If football is a contest of brute force and collisions, it is also about speed ... racing from sideline to sideline, chasing 4.4-second receivers, darting in to sack the quarterback.
In virtually all sports, there’s a need for speed, Speed, SEC-level SPEEEED. Chasing the ball in soccer. Around the ring in discus throw. Covering the court in tennis. The revolution in quarterbacking.
And the quest for more speed within the Illini defense has been the primary focus of spring drills. Wes Lunt can’t complete enough passes to uplift a losing program if the defense again permits 35 points and 481 yards per game.

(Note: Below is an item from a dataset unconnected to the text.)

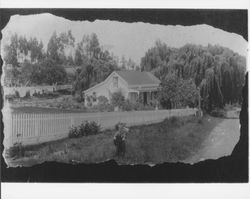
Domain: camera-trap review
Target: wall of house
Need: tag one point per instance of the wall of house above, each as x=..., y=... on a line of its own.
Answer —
x=107, y=89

Every move this spring has revealed an attempt to upgrade speed by Tim Beckman and coordinator Tim Banks. This won’t be Michigan State, but it’ll be better than 2013. Beckman moved 207-pound senior Earnest Thomas, the team’s No. 2 tackler, from safety to STAR (combo LB-safety). Junior linebacker Mike Svetina lacked mobility at STAR last season and moved back inside. The emergence of sophomore D.J. Smoot has given the LEO position an extra burst (Smoot once competed at nationals in the 400 hurdles).
Al Seamonson, a Wisconsin grad who spent 2001-10 coaching linebackers at Maryland, handles the two hybrid positions, LEO and STAR. He spoke Wednesday:
“I think we probably lacked some speed as a team last year. I can tell, after being here a year, that we look faster as a defense. We have more athleticism on the field.
“Part of that is getting some young guys in the mix and getting some position players in the right spots. I feel good about our progress.”
The departure of Houston Bates, who intends to enter the medical field, forced Seamonson to start fresh at LEO, which is a fourth defensive lineman who may also drop into coverage.
“Not that Bates couldn’t run a little bit,” Seamonson said, “but Smoot runs really good, and (senior) D.J. Woods is fast on a straight line. And Earnest Thomas should have been playing STAR the whole time. He has taken to it very well. It fits his athletic ability and his background to a ‘T.’
“Smoot has been in the strength program less than a year, and he is a rare kid in that he’s already gained 30 pounds to the 265 range, so he has pretty good strength and a lot of natural girth and body strength to go with that speed. I’m excited about his progress. Smoot and D.J. Woods played some last year behind Bates.”
It is not blind optimism to say Seamonson has a quality veteran at STAR and a budding NFL prospect at LEO ... two of the most likely standouts in the entire defense.
Thomas, a fifth-year senior from Orchard Lake, Mich., had 101 tackles as a safety last season, 18 fewer than departed Jonathan Brown and four more than returning junior Mason Monheim. Thomas is similarly optimistic.
“The defense this year is moving around a lot faster,” he said. “Guys seem more comfortable, especially the freshmen who played last year and got into the fire.
“Our goal is to get the best 11 on the field. That’s why I’m at STAR right now. It’s one of the most important positions where you get to make a lot of plays. It gets me more in the mix. I played it earlier in my career, so it’s really not new to me.
“I still want to stay light at 207 because I have a lot of coverage responsibilities and a lot of man-to-man in the slot.
“Smoot has a lot of raw talent at the LEO. With him, it’s all about the mental side. The sky is the limit as far as him making plays.
“Looking at the defense overall, I think Caleb Day (sophomore from Hilliard, Ohio) has been doing the best job at corner, compared to last year. And Paul James had a good day at LEO today. James and Smoot are real versatile. As long as they lock in on their assignments, guys like Smoot, James and Day can make plays.”
Quickness on edges
Beckman supported the Thomas comments. Said the head coach Wednesday:
“We have more speed to contain the edges. At corner, Caleb Day is leading the (secondary) room in interceptions and has been as good as any this spring. He’ll definitely contend to start. He is bigger (6-1, 195) than some. He ran with the ones today.
“At safety, we’ve moved Zane Petty to the field side and Taylor Barton into the boundary. If we were going to make another move, it be would be Eaton Spence from corner to inside. He has the experience to play either.”